On the Select data protection method page shown in Figure 5, specify a name for the protection group, then select whether you want to backup to tape or disk.

Click Next.


Figure 5: Entering the Protection Group Name and specifying the Protection Policy

On the Select short-term protection policy page (Figure 6); specify the retention range in days and the synchronization frequency in minutes or hours.

Note
For detailed information about DPM protection polices, see the DPM documentation guides on the DPM connect site.

Click Next.


Figure 6: Specifying the Retention Range and Synchronization Frequency

On the Disk allocation page click Next, then specify whether the data protection manger should begin now or should be scheduled for later (Figure 7).

Now click Next once again.


Figure 7: Choosing the Replica Creation Method

On the Summary page (Figure 8) verify the information is correct, then click Create Group.


Figure 8: Verifying the Information on the Summary Page is Correct

Now wait for the respective tasks to complete, and then finally click Close (Figure 9).


Figure 9: Waiting for the tasks to complete on the Confirmation page

The Data Protection Manager will now initiate and then begin to create the first replica of the selected Storage Groups. Depending on your hardware specs and the size of each database within the Storage Group, this can take some time.

Note
While you wait you could try to switch to the active node in order to verify no additional performance load is experienced.

When the replica has been created the Status will change to OK as shown in Figure 10.


Figure 10: Database have protected successfully

Now verify that the transaction logs have been truncated on both the active and passive node.

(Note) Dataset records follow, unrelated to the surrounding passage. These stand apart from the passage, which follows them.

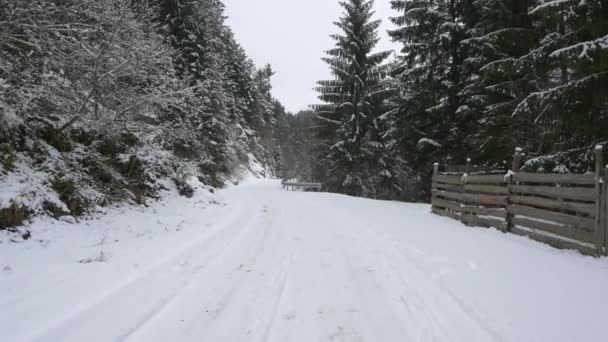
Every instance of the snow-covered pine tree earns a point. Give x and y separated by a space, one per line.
354 100
430 79
571 68
495 79
262 114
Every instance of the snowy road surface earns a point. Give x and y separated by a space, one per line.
255 263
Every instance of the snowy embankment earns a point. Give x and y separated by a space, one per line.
255 263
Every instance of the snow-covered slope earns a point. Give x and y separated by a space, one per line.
256 263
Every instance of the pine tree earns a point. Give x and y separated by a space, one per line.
571 69
430 116
497 81
353 102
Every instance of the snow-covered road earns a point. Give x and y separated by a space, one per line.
256 263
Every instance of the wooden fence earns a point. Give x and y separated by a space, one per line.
292 184
564 210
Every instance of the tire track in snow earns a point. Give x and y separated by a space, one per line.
427 289
222 229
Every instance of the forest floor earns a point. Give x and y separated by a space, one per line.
256 263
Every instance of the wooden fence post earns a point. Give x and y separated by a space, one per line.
600 214
517 160
515 166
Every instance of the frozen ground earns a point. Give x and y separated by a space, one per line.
255 263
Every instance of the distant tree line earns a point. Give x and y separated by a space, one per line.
474 78
111 94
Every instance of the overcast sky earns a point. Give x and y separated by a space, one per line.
292 35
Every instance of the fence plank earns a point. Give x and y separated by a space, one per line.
485 199
448 179
576 221
484 222
444 213
486 179
472 198
567 231
571 193
585 208
556 241
438 202
490 189
448 187
502 213
523 177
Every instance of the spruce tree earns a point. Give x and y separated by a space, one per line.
430 117
571 69
353 101
497 80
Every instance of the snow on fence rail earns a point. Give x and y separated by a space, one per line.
287 184
563 210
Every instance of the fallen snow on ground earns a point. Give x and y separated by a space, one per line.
256 263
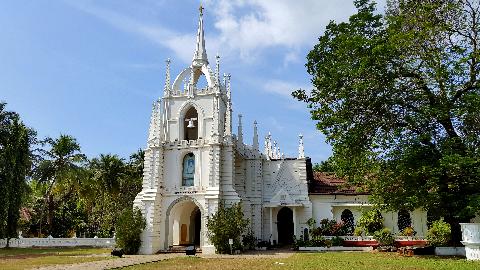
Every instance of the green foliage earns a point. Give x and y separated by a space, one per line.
128 229
370 221
337 241
384 237
397 95
408 231
70 195
439 233
359 231
226 223
16 157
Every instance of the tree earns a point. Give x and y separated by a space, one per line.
15 165
60 170
227 223
326 166
129 227
397 96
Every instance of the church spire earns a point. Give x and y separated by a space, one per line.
167 87
200 56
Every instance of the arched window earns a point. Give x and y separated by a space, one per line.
348 221
190 125
404 220
188 170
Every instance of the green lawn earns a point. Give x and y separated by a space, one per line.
330 261
25 258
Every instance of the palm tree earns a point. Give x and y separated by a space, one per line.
61 165
15 163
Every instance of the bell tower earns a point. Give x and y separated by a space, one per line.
189 160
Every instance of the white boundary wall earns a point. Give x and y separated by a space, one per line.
58 242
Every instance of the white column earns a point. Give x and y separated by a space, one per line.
294 221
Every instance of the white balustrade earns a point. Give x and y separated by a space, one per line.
58 242
471 240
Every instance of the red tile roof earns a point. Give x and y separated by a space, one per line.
326 183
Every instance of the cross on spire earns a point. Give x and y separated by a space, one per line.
200 56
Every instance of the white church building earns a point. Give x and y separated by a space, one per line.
194 162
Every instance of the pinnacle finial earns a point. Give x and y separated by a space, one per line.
301 148
200 56
167 78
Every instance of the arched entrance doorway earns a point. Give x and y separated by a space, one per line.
285 226
184 224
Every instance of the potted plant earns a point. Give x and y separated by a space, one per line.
384 238
438 236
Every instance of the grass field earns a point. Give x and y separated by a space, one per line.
330 261
25 258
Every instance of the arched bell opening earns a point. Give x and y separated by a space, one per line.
200 80
190 125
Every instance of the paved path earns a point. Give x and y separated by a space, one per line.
113 263
130 260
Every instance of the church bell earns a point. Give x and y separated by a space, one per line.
190 123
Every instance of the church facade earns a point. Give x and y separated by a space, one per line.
194 162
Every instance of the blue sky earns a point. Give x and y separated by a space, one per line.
92 69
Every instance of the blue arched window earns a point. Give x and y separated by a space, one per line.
348 221
188 170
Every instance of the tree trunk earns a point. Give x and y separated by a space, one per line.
50 213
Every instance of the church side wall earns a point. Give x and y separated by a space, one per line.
332 206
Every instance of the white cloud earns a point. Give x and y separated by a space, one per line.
245 27
251 25
282 88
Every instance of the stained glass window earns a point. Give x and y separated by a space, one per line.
188 170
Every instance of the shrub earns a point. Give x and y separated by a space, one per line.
358 231
384 237
128 229
439 233
316 241
408 231
328 227
371 221
226 223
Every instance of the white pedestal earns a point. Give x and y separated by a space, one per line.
471 240
208 249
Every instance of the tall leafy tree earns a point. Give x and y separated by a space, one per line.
16 142
60 170
398 97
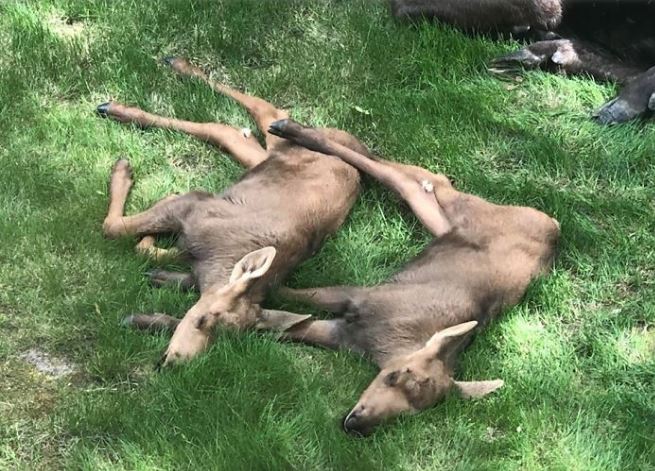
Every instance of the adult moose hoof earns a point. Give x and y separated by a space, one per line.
617 111
636 99
556 53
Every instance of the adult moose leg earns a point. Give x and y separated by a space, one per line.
483 15
418 187
261 111
636 99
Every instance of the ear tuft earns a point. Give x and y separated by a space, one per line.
458 330
253 265
392 378
280 321
477 389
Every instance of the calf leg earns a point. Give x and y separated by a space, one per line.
151 322
335 299
163 278
262 111
162 217
239 143
565 55
147 247
416 186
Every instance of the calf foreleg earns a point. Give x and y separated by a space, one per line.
152 322
301 328
163 278
335 299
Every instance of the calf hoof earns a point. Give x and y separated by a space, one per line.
103 109
122 169
160 278
617 111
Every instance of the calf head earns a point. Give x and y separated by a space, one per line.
227 305
414 382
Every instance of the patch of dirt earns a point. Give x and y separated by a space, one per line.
47 364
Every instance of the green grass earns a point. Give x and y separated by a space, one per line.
578 355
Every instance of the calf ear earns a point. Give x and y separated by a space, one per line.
270 319
253 265
434 345
476 389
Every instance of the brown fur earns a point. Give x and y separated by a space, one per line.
290 199
609 40
413 326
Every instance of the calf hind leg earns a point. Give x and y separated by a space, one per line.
239 143
162 217
263 112
418 187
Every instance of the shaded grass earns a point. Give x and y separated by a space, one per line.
576 355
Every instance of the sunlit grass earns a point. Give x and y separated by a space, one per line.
577 355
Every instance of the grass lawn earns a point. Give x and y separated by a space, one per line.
578 355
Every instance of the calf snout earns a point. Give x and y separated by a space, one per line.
356 424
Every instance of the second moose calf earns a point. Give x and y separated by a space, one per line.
480 263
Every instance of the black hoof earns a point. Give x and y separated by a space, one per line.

Restoring a Storage Group using DPM v2

In order to restore one or more Storage Groups to the latest recovery point, you can do so in a few simple steps under the Protection section. Showing you these steps are outside the scope of this article, but again the documentation guides on the DPM v2 connect site contain great information on how this is accomplished.

Conclusion

There are many reasons why you would want to deploy a CCR protected clustered mailbox server over a single mailbox server or a Single Copy Cluster (SCC) for that matter. In the context of Exchange database backups, one major benefit of CCR is that not only the active node, but also the passive node supports Volume Shadow Copy Service (VSS) for backing up the Storage Groups. This means that you no longer need to schedule your Exchange backup window to occur in non-working hours, but instead you can perform a full backup of all Storage Groups in the middle of the day.

Although I used DPM v2 for demonstration purposes throughout this article, most 3rd party backup vendors will also let you do VSS backups of the database copies stored on the passive node.